FRIDAY CATTLE MARKET AT NIZWA SOUK, IN OMAN
We arrive at the Friday cattle market at the Nizwa souk to cacophony and colour and see robed Omani men standing in the centre of a small covered arena waiting for the procession of cows for them to bid on and buy. Others, sitting and watching, could well have stepped straight out of a bible story.
Getting to the market involves dodging children carrying baby goats in their arms, and stepping around white-robed males coaxing or dragging their unwilling, bleating, purchases by a rope around their necks to tie on the back of their utes.
Time for the cattle market to begin . . . the would-be, white robed, bidders stand quite silently, observing and giving nothing away as the cows are paraded in the ring. Silently, observing, clicking away, we often have to scoot out of the way of a kicking cow rearing and tugging to be free of the rope. It adds to the excitement.
It doesn’t bear thinking that the cows started life chewing in green pastures back home in Australia, and have been shipped here for slaughter. The animals are bought not only to eat . . . but to ‘make business’, buying at a good price, and selling it for a profit later when demand is higher like for religious observances.
The fish and vegetable souks are sort of an anti-climax after all this excitement, but provide wonderfully colourful insight into the traditions and what people eat in this area. Quite unique is seeing rifles being sold in the souk, and intricately hand-carved “Khanjars’ (daggers) for sale.
I should add. NIzwa is the capital of the interior and birthplace of Islam in the Sultanate of Oman. It looks like a very compact and clean community of 100,000 people and shows-off good roads, schools and hospital. Sultan Qaboos looks after his people.

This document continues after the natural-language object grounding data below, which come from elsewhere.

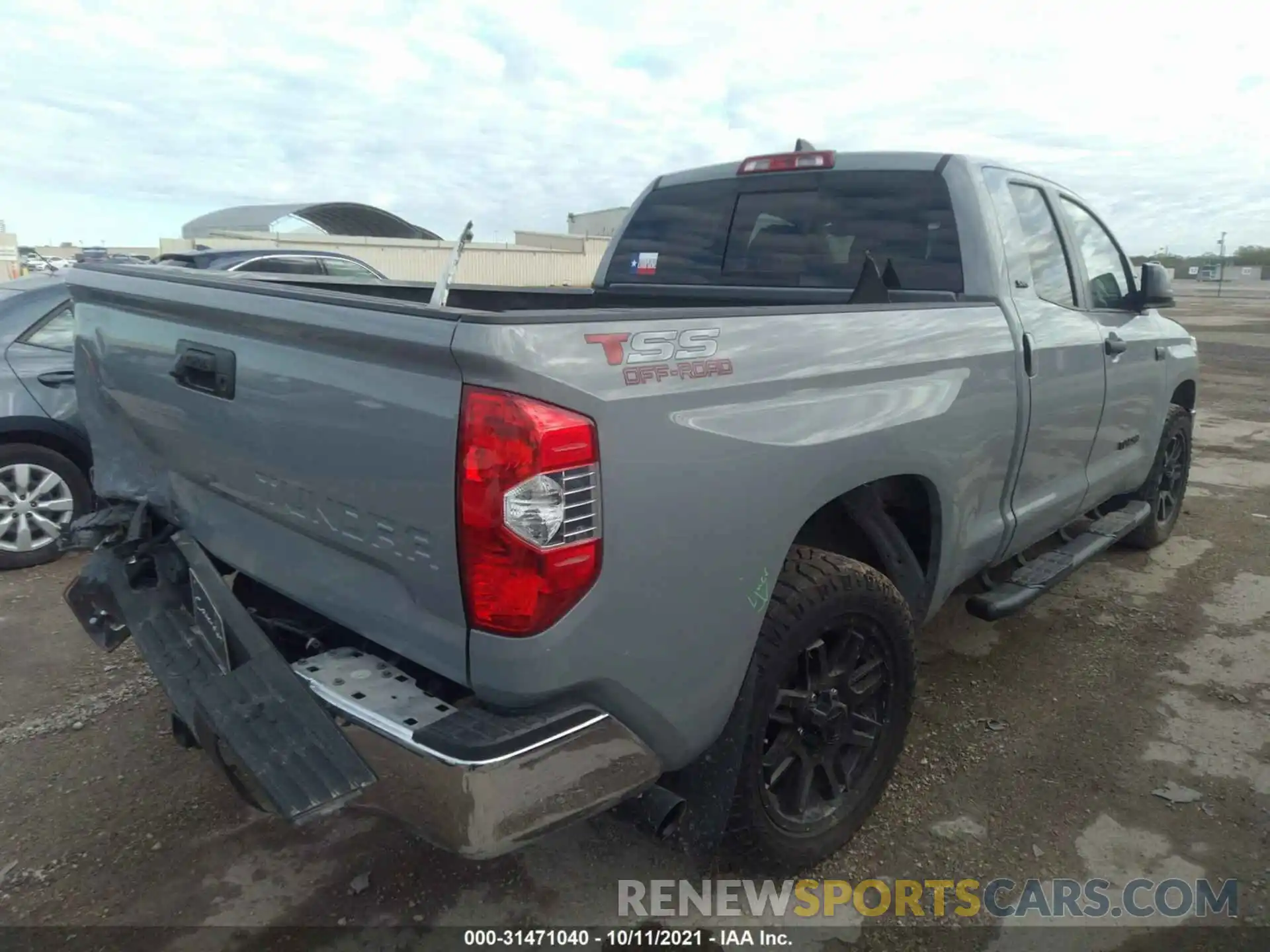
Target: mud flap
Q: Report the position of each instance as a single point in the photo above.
(709, 783)
(258, 721)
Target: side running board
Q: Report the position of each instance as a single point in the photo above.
(1042, 574)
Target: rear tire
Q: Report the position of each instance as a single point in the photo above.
(42, 493)
(1166, 484)
(833, 694)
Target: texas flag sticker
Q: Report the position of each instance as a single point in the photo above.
(644, 263)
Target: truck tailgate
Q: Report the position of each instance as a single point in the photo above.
(306, 438)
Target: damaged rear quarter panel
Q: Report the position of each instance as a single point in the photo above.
(706, 479)
(329, 476)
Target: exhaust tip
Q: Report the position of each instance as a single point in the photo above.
(669, 824)
(657, 811)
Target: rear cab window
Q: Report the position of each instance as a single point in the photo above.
(795, 230)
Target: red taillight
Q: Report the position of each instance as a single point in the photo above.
(786, 161)
(529, 510)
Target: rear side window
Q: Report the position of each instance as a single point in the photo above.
(343, 268)
(818, 237)
(1052, 274)
(282, 266)
(56, 332)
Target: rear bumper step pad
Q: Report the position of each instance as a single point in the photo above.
(1046, 571)
(472, 779)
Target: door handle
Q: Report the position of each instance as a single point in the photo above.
(205, 368)
(56, 379)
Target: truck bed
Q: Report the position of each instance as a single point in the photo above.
(331, 475)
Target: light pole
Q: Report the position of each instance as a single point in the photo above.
(1221, 263)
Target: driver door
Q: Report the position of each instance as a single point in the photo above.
(1136, 380)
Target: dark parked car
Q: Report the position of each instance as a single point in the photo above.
(45, 457)
(275, 260)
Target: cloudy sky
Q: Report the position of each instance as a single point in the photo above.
(125, 120)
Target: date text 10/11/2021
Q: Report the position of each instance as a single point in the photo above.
(634, 938)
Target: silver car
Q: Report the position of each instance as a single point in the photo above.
(45, 456)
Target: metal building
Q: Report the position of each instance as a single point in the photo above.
(328, 218)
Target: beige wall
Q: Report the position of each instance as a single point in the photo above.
(11, 267)
(59, 252)
(405, 259)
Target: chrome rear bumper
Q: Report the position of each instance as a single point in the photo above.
(472, 779)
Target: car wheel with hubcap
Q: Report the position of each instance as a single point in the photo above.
(41, 493)
(832, 701)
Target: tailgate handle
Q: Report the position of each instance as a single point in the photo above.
(205, 368)
(56, 379)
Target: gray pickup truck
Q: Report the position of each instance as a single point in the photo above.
(661, 543)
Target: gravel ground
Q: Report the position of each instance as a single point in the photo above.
(1034, 752)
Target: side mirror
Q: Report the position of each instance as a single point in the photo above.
(1158, 287)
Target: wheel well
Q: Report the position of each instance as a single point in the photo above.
(1185, 395)
(51, 441)
(911, 502)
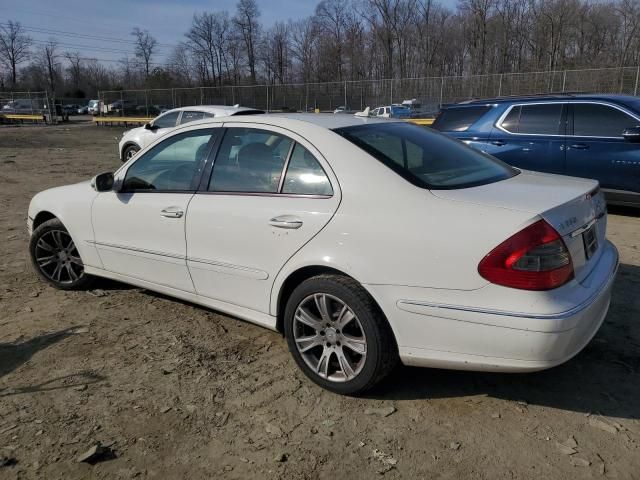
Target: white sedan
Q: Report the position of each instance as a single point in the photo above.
(363, 241)
(134, 140)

We leave the souk and walk up to the 17th century Nizwa Fort. As a British Naval lieutenant commissioned by the East India Company in 1835 wrote, “The form of the fort is circular, its diameter being nearly one hundred yards, and up to a height of ninety feet it has been filled up by a solid mass of earth and stones: seven or eight wells have been bored through this, from several of which they obtain a plentiful supply of water, and those which are dry serve as magazines for their shot and ammunition.”
From our perspective in 2015, the Omani Heritage people have done an excellent job in laying out most interesting exhibits in air-conditioned rooms of the old fort. And, pleasingly, one doesn’t have to squat in the clean washrooms!